Livio Ribeiro, economista e sócio da BRCG Consultores, destaca que a forte redução nos bens duráveis resulta da combinação de choques na oferta, com desorganizações adicionais nas já confusas cadeias globais de suprimentos, como ajustes a uma demanda bem mais fraca, com queda da renda e encarecimento do crédito. O cenário difícil de 2002 ganhou nuances negativas com a guerra na Ucrânia, levando à explosão de custos de insumo se aumento do risco de estagflação global. A BRCG projeta expansão da indústria de 0,2% em 2022, com viés de baixa.
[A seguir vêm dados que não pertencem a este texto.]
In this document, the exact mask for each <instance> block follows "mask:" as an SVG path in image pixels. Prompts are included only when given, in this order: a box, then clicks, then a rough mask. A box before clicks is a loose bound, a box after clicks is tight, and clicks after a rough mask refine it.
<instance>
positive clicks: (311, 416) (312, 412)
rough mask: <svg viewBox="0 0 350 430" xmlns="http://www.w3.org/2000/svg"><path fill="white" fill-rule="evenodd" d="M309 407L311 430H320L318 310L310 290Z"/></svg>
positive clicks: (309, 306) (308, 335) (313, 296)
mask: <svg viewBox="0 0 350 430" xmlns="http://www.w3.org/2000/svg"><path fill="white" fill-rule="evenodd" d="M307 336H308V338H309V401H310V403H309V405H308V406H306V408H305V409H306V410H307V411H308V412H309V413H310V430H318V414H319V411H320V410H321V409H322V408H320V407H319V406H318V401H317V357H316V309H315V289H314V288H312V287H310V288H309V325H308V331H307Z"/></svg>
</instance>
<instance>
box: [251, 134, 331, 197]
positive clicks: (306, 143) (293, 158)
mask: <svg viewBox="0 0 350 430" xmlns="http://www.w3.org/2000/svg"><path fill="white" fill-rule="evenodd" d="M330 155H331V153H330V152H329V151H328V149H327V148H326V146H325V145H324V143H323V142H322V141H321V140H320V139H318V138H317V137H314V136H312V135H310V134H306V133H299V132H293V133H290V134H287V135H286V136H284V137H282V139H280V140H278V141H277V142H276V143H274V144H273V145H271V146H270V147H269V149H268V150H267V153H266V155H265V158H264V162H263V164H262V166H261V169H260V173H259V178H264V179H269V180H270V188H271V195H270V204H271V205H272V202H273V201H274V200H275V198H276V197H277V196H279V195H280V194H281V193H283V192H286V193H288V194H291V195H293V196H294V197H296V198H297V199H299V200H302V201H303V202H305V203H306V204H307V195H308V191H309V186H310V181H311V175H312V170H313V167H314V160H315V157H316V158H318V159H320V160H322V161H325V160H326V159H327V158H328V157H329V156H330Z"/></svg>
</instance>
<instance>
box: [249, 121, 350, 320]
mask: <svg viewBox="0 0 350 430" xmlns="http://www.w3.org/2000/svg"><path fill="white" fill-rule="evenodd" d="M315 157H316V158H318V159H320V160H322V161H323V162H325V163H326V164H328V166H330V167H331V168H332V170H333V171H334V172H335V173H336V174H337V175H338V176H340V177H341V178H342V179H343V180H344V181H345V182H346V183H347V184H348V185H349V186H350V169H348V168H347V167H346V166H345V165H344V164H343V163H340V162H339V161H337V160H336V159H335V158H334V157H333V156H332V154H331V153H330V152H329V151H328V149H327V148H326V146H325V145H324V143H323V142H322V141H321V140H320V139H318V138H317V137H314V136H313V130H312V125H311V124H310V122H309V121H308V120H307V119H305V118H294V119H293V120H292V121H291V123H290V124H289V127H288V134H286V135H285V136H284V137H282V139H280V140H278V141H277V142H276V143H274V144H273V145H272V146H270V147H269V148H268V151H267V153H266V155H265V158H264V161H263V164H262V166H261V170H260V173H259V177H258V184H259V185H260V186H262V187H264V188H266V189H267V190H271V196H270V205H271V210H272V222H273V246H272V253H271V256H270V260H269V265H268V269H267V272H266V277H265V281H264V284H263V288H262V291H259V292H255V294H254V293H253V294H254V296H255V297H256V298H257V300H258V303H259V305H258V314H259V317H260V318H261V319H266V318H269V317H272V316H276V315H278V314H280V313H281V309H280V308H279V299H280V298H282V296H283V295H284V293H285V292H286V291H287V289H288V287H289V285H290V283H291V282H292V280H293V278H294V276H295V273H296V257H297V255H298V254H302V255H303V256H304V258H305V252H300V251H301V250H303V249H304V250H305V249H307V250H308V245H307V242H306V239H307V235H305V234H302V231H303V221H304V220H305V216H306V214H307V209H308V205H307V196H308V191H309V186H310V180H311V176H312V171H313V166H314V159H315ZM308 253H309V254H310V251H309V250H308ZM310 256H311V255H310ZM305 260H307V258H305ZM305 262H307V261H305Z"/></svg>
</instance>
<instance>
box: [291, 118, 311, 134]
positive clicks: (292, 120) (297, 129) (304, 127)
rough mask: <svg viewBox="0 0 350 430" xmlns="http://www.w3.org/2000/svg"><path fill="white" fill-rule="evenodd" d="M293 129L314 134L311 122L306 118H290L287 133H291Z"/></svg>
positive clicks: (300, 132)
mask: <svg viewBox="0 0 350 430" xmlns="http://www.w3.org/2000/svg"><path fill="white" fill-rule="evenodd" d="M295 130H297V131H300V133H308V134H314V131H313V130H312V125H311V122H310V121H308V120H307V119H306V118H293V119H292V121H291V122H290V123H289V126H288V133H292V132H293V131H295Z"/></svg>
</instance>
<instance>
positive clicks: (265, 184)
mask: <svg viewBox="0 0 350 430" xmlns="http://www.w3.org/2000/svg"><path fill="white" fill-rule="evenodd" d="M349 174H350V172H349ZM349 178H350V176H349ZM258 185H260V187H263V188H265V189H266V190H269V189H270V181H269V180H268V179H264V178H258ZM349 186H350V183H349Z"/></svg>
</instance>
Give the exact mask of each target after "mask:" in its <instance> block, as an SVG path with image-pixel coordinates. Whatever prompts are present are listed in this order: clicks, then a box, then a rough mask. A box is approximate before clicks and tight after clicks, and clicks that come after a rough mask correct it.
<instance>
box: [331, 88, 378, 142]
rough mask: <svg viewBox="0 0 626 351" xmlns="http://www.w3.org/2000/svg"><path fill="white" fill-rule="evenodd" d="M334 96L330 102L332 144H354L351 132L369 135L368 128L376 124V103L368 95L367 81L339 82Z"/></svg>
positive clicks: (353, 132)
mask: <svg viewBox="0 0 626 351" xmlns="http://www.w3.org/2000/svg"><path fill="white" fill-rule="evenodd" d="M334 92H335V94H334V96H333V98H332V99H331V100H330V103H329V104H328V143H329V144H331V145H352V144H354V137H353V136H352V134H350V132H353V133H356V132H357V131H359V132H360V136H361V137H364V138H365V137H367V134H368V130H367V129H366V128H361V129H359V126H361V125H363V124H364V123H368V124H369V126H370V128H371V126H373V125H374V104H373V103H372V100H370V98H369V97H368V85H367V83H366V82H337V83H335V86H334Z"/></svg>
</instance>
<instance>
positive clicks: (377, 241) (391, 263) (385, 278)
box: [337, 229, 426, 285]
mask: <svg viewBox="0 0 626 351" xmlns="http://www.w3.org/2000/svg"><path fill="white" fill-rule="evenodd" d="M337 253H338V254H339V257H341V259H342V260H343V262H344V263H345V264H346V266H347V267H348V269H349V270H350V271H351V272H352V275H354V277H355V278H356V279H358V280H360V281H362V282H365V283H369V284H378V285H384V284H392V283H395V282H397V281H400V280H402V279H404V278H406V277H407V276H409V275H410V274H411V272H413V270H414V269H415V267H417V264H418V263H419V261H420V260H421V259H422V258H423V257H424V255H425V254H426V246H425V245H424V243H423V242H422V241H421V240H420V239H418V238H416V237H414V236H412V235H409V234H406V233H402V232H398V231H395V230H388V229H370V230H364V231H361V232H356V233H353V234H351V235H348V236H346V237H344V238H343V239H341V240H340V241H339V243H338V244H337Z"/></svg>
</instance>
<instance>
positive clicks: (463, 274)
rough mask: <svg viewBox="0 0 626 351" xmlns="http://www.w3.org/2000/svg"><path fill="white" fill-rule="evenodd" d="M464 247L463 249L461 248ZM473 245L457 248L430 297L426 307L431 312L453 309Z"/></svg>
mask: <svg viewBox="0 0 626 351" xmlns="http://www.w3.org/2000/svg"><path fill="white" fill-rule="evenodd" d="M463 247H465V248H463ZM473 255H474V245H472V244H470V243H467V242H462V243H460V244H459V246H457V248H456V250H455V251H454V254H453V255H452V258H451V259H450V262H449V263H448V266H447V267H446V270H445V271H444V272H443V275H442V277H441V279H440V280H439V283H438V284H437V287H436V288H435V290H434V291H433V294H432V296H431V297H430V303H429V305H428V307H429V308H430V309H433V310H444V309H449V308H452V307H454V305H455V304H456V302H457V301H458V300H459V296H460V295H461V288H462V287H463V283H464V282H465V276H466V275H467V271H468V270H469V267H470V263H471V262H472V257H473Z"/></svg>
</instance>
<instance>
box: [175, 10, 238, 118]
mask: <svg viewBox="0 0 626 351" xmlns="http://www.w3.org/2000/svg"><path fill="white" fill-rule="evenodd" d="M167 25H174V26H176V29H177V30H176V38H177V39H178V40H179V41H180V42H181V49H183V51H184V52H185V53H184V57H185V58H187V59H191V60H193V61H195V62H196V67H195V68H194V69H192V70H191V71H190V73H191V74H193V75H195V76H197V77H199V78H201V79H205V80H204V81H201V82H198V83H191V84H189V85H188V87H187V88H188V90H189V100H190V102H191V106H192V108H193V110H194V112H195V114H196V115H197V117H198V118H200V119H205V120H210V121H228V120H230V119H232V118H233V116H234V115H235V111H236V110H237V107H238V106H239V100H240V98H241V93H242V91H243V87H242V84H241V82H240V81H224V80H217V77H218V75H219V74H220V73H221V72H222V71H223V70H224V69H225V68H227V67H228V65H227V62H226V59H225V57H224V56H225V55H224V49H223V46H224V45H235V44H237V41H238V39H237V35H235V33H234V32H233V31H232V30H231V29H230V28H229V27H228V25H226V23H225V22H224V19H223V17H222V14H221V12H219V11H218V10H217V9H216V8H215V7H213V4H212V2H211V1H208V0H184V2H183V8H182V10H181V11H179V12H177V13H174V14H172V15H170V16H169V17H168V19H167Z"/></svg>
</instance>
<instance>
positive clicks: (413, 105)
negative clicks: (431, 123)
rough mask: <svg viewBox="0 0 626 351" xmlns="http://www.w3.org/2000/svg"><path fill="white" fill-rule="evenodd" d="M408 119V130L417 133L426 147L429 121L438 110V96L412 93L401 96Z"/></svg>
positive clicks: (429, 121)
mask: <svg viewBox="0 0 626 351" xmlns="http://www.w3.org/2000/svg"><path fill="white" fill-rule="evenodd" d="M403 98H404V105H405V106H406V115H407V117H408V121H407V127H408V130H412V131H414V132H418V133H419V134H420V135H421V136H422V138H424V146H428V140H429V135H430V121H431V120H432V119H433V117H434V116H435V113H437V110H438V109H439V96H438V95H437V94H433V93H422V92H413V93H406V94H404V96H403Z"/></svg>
Rafael Cagnin, economista do Instituto de Estudos para o Desenvolvimento Industrial (IEDI), diz que ainda não é possível avaliar o impacto do conflito na indústria, mas reforça que a alta de commodities agrícolas e metálicas afeta “de forma transversal” o setor. A alta do petróleo pressiona também a indústria petroquímica e seus derivados, como plásticos e borracha. Commodities metálicas - níquel, alumínio, minério de ferro - são insumos importantes.
Com o conflito da Ucrânia, diz Marina Garrido, pesquisadora do Instituto Brasileiro de Economia (Ibre FGV), a normalização do descompasso global entre oferta e demanda e os gargalos logísticos esperada para meados de 2022 deve ocorrer só no começo de 2023.
Alberto Ramos, economista do Goldman Sachs, diz que se espera ligeira recuperação do setor em fevereiro, mas daqui para frente a indústria deve enfrentar ventos contrários, como condições financeiras mais apertadas, demanda fraca, inflação, alta em custos logísticos, energéticos e de insumos.
O Índice Gerente de Compras do setor industrial da IHS Markit (PMI) mostrou ligeira melhora: subiu de 47,8 em janeiro para 49,6 em fevereiro, mas ainda está abaixo de 50, sinalizando a quarta deterioração consecutiva na saúde geral do setor.
O corte de IPI sobre bens industriais e debates sobre ICMS para amenizar o impacto dos combustíveis não devem se sobrepor a esse cenário diz Rafael Cardoso, economista-chefe da Daycoval Asset.